Tuesday, November 2, 2010

Tea Leaves

So it has finally arrived, the day we have all longed for -- ached for -- our chance to answer all of the insults, condescension, patronization, and abuse we have had to endure from those who supposedly work for us. It is our opportunity to get in their faces like we attempted to do at the town halls, rallies, and demonstrations but were rebuffed, sneered at, and ridiculed by the politicians and their hand maidens in the media.

We now queue up outside our polling places with our imaginary torches and pitchforks, mentally burning Obama, Reid, and Pelosi in effigy, waiting, waiting for the returns to roll in.

But there are two things troubling me on this glorious morning: How big will the massacre be and what will the spin be on November 3rd and beyond.

The first question will be answered in half a day. We will know if the left and the MSM suckered us into believing our own hype and/or was it enough to anger the opposition into showing up to stem the tide. One of the thoughts I have been wrestling with is that when Morris, Hannity, and all of the other conservative pundits go overboard in predicting 50, 50, 70, 80..even now 100 house seats, are they/we being deluded? Or, looking at it another way, are the commentators on the left merely feeding this frenzy in order to make any result less than 70 seats in the house seem like it was not Custer's Last Stand or The Bataan Death March?

As stated, we will know by this time tomorrow. And one supposes that, irrespective of the magnitude of Dem detritus swept our to sea, there will be some Dems saying/thinking "it coulda been worse" and breathing a sigh of relief.


But with that spin comes another: casting the newly elected members of Congress in the role of blockers of any progress whatsoever and saddle them and the Republicans as instigators of gridlock. The mantra is already starting over at your favorite cable news site:

Political gridlock is supposed to be good for business. If bickering lawmakers can't agree on anything, the thinking goes, they can't pass laws and regulations that make the economy worse.

So will the midterm elections, which are expected to leave Congress at least partially controlled by Republicans and squaring off against a Democratic White House, be a help to the economy?

Don't count on it.

A standoff between the Obama administration and emboldened Republicans will probably block any new help for an economy squeezed by slow growth and high unemployment. Congress might also create paralyzing uncertainty for investors and businesses by fighting over taxes, deficits, health care and financial regulation.

"We expect massive gridlock and little cooperation," writes Brian Gardner, Washington analyst for the financial firm Keefe, Bruyette, Woods.

This mantra will also be spiced up with the additional thought it was Tea Party petulance -- the product of unhinged racist wing nuts -- that unleashed these unthinking, reactionary politicians upon a Washington charged with the the task of doing the people's business. In massive payback for our trashing their darling Child Emperor and sullying their reputation as purveyors of truth and reason to an unwashed public, they will visit the guilt of our choices upon us again and again the next two years.

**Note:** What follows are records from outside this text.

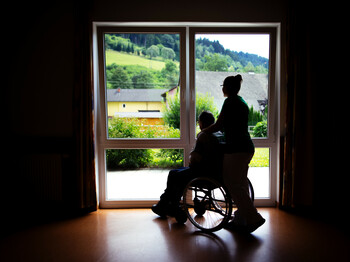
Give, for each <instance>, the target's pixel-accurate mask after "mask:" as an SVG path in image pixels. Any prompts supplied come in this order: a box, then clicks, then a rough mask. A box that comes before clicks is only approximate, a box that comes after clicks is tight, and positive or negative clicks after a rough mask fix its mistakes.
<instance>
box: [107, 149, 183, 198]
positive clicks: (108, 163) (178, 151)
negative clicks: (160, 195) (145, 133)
mask: <svg viewBox="0 0 350 262" xmlns="http://www.w3.org/2000/svg"><path fill="white" fill-rule="evenodd" d="M106 161H107V183H106V185H107V186H106V188H107V193H106V198H107V199H106V200H159V197H160V195H161V194H162V193H163V192H164V189H165V188H166V181H167V177H168V173H169V171H170V170H171V169H175V168H180V167H183V149H108V150H106Z"/></svg>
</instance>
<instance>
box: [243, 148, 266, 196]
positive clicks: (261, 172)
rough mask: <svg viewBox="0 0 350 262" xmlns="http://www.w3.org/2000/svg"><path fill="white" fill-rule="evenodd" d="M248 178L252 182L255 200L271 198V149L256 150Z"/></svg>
mask: <svg viewBox="0 0 350 262" xmlns="http://www.w3.org/2000/svg"><path fill="white" fill-rule="evenodd" d="M248 178H249V179H250V182H252V185H253V188H254V194H255V198H269V197H270V149H269V148H260V147H259V148H255V154H254V157H253V159H252V160H251V161H250V164H249V170H248Z"/></svg>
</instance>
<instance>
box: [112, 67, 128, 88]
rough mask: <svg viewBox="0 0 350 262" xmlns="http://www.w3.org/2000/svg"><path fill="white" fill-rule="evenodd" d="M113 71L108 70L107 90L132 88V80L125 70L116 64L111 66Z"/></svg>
mask: <svg viewBox="0 0 350 262" xmlns="http://www.w3.org/2000/svg"><path fill="white" fill-rule="evenodd" d="M111 67H112V68H111V69H108V68H107V71H106V74H107V88H108V89H117V88H123V89H127V88H132V87H131V84H130V79H129V76H128V74H127V72H125V70H124V69H123V68H122V67H120V66H117V65H116V64H112V65H111Z"/></svg>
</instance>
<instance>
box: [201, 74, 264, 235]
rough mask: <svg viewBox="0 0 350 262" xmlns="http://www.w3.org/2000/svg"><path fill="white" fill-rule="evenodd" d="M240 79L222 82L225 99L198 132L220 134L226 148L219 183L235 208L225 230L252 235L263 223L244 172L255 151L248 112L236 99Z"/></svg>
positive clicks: (245, 174)
mask: <svg viewBox="0 0 350 262" xmlns="http://www.w3.org/2000/svg"><path fill="white" fill-rule="evenodd" d="M242 81H243V80H242V76H241V75H236V76H228V77H226V78H225V80H224V82H223V85H222V86H223V88H222V91H223V94H224V97H227V98H226V99H225V101H224V104H223V106H222V109H221V112H220V114H219V117H218V119H217V121H216V122H215V123H214V124H212V125H211V126H209V127H207V128H205V129H203V130H202V132H203V133H208V134H211V133H214V132H217V131H219V130H223V131H224V136H225V140H226V144H225V146H224V148H223V151H224V152H223V153H224V157H223V180H224V184H225V186H226V187H227V189H228V191H229V193H230V195H231V197H232V199H233V201H234V202H235V204H236V205H237V211H235V213H234V219H233V221H232V222H230V223H229V224H228V226H227V228H228V229H232V230H236V231H241V232H248V233H251V232H253V231H255V230H256V229H257V228H258V227H260V226H261V225H263V224H264V223H265V219H264V218H263V217H262V216H261V215H260V214H259V213H258V212H257V209H256V208H255V207H254V204H253V202H252V200H251V198H250V197H249V195H248V181H247V175H248V168H249V166H248V165H249V163H250V160H251V159H252V157H253V155H254V152H255V148H254V144H253V142H252V140H251V137H250V134H249V132H248V114H249V108H248V105H247V103H246V102H245V101H244V100H243V98H242V97H240V96H239V95H238V92H239V90H240V88H241V83H242Z"/></svg>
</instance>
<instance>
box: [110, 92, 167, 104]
mask: <svg viewBox="0 0 350 262" xmlns="http://www.w3.org/2000/svg"><path fill="white" fill-rule="evenodd" d="M166 91H168V90H167V89H107V102H161V101H163V97H162V94H163V93H165V92H166Z"/></svg>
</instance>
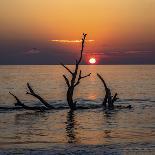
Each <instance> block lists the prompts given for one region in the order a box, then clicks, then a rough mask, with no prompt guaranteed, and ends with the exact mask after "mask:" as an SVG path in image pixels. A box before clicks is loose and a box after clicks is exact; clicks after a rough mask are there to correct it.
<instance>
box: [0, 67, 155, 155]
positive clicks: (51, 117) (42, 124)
mask: <svg viewBox="0 0 155 155" xmlns="http://www.w3.org/2000/svg"><path fill="white" fill-rule="evenodd" d="M70 67H71V68H73V66H70ZM80 67H81V69H82V70H83V74H84V73H85V74H87V73H89V72H91V73H92V76H91V77H88V78H87V79H83V80H82V81H81V83H80V85H79V86H78V87H77V89H76V91H75V95H74V98H75V100H77V101H78V104H79V105H80V106H85V107H90V109H87V110H86V109H85V110H84V109H83V110H77V111H75V112H73V113H71V112H70V111H69V109H62V110H51V111H48V112H44V113H42V112H34V111H26V110H18V111H6V110H1V111H0V154H11V153H12V154H136V155H137V154H149V155H150V154H155V66H151V65H150V66H105V65H104V66H80ZM96 73H100V74H101V75H102V76H103V77H104V79H105V80H106V82H107V84H108V85H109V87H110V88H111V89H112V91H113V93H115V92H118V94H119V97H120V100H119V101H118V102H117V103H116V104H118V105H120V104H121V105H128V104H131V105H132V106H133V109H130V110H129V109H121V110H118V109H116V110H113V111H103V110H102V108H97V109H94V107H95V106H97V105H99V104H101V103H102V100H103V97H104V88H103V85H102V83H101V82H100V80H99V79H98V78H97V77H96ZM63 74H66V75H68V76H69V74H68V73H67V72H66V71H65V69H63V68H62V67H61V66H0V106H6V107H7V106H14V104H13V103H14V102H15V100H14V98H12V96H11V95H9V94H8V92H9V91H11V92H13V93H14V94H16V95H17V96H18V97H19V98H20V99H21V100H22V101H23V102H24V103H25V104H27V105H30V106H33V105H41V103H40V102H39V101H38V100H37V99H35V98H33V97H31V96H28V95H26V91H27V88H26V83H27V82H30V84H31V85H32V86H33V88H34V90H36V92H37V93H39V94H40V95H41V96H43V97H44V98H45V99H46V100H47V101H48V102H49V103H50V104H51V105H54V106H55V107H59V106H64V107H66V106H67V103H66V99H65V94H66V90H67V87H66V85H65V82H64V79H63V77H62V75H63ZM91 107H93V108H91Z"/></svg>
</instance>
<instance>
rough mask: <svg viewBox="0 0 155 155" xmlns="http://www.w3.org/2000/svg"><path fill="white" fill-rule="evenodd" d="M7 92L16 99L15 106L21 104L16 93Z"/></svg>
mask: <svg viewBox="0 0 155 155" xmlns="http://www.w3.org/2000/svg"><path fill="white" fill-rule="evenodd" d="M9 94H10V95H12V96H13V97H14V98H15V99H16V101H17V103H15V106H17V105H19V106H21V105H23V103H22V102H21V101H20V99H19V98H18V97H17V96H16V95H14V94H12V93H11V92H9Z"/></svg>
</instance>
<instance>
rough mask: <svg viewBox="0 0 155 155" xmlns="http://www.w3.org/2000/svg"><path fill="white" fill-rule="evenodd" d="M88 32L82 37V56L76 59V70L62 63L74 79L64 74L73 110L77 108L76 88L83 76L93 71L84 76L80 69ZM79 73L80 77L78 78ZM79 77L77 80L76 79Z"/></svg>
mask: <svg viewBox="0 0 155 155" xmlns="http://www.w3.org/2000/svg"><path fill="white" fill-rule="evenodd" d="M86 36H87V34H85V33H83V38H82V48H81V53H80V58H79V60H76V64H75V69H74V72H72V71H71V70H70V69H69V68H68V67H66V66H65V65H64V64H62V63H61V65H62V66H63V67H64V68H65V69H66V70H67V71H68V72H69V73H70V74H71V76H72V79H71V81H69V80H68V78H67V77H66V76H65V75H63V77H64V79H65V81H66V84H67V86H68V90H67V102H68V105H69V107H70V109H71V110H76V101H75V102H74V101H73V94H74V88H75V87H76V86H77V85H78V84H79V83H80V80H81V79H83V78H86V77H88V76H90V74H91V73H89V74H88V75H85V76H82V71H81V70H80V72H79V73H78V71H79V64H80V62H81V61H82V54H83V50H84V44H85V39H86ZM77 75H78V78H77ZM76 79H77V80H76Z"/></svg>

This is old news, of course. It has ever been thus. The late Peter Jennings fussed about the 1994 tsunami:

"Some thoughts on those angry voters. Ask parents of any two-year-old and they can tell you about those temper tantrums: the stomping feet, the rolling eyes, the screaming. It's clear that the anger controls the child and not the other way around. It's the job of the parent to teach the child to control the anger and channel it in a positive way. Imagine a nation full of uncontrolled two-year-old rage. The voters had a temper tantrum last week...Parenting and governing don't have to be dirty words: the nation can't be run by an angry two-year-old."
-- ABC World News Tonight anchor Peter Jennings in his daily ABC Radio commentary, November 14.

..re-reading those words makes one wonder who really was throwing the tantrum.

Oh well, whatever happens today, be sure to vote and be of good cheer but keep you musket at the ready and power, and shot in goodly supply. This will not be Appomattox nor Yorktown. It will be more like the moments after the red coats fled off the common at Concord or the denouement of Pickett's charge. As Sir Winston Churchill said in his famous speech in November 1942:

Now this is not the end. It is not even the beginning of the end. But it is, perhaps, the end of the beginning.